O ministro nesta matéria, como soy dizer-se, entra pela madeira adentro.
Uma mancha na política de saúde do nosso XVII Governo Constitucional.
Temos de reunir fotos do José Sócrates e de CC a inaugurar as lojecas de MNSRM.
É ESTA A POLÍTICA DE SAÚDE do NOSSO GOVERNO!
Este Siracusa foi mandado pela reacção para fazer marcação ao guidobaldo.
Afinal parece que CC já não gosta tanto do Saudesa.
Será um bom ou mau sinal ?
Depende das perspectivas.
Entretanto os pombos correio, já foram lançados a anunciar a caça. Isto promete.
Segundo o secretário de estado já há 300 lojas de automedicação.
Com preços mais baixos.
É só progresso socialista.
A Saúde pública que se lixe.
Já que há tantos críticos da política seguida por CC, façamos todos um exercício profundo e vejamos quais as qualidades demonstradas por CC. Vejamos quais decisões políticas de CC que são realmente estruturantes e que no futuro trarão benefícios para o País.
Tenacidade, firmeza (?teimosia?) e habilidade para manusear os media não contam!
Vamos lá tentar dizer bem do homem!
Cara Siracusa: apesar de tudo, não acho bem que ninguém lhe tenha respondido. De qualquer modo, o que diz não é verdade. Além disso, o sistema deve ser pensado com base nos bons exemplos e em quem trabalha bem e não devemos utilizar casos de ilegalidades e faltas de profissionalismo para classificar uma classe ou serviço.
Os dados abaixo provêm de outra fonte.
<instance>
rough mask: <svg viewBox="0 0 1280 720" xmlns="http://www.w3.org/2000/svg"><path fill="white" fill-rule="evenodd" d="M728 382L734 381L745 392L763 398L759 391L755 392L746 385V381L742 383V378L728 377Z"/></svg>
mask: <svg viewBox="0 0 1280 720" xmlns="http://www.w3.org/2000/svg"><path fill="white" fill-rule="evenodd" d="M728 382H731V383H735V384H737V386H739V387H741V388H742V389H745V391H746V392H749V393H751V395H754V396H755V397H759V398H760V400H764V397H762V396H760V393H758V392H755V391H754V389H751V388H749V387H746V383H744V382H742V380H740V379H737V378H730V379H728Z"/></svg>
Em relação aos aspectos técnicos para que o seu post também remete teríamos que perder muito tempo a discuti-los e, sinceramente, já dei para esse peditório.
De qualquer modo, fez bem em colocar algum sal na ferida - os unanimismos são sempre muito aborrecidos.
PS - Este texto é um dos melhores de sempre do Guidobaldo e vem na linha de alguns publicados pelo mesmo autor há mais de um ano. De qualquer modo, renovados parabéns!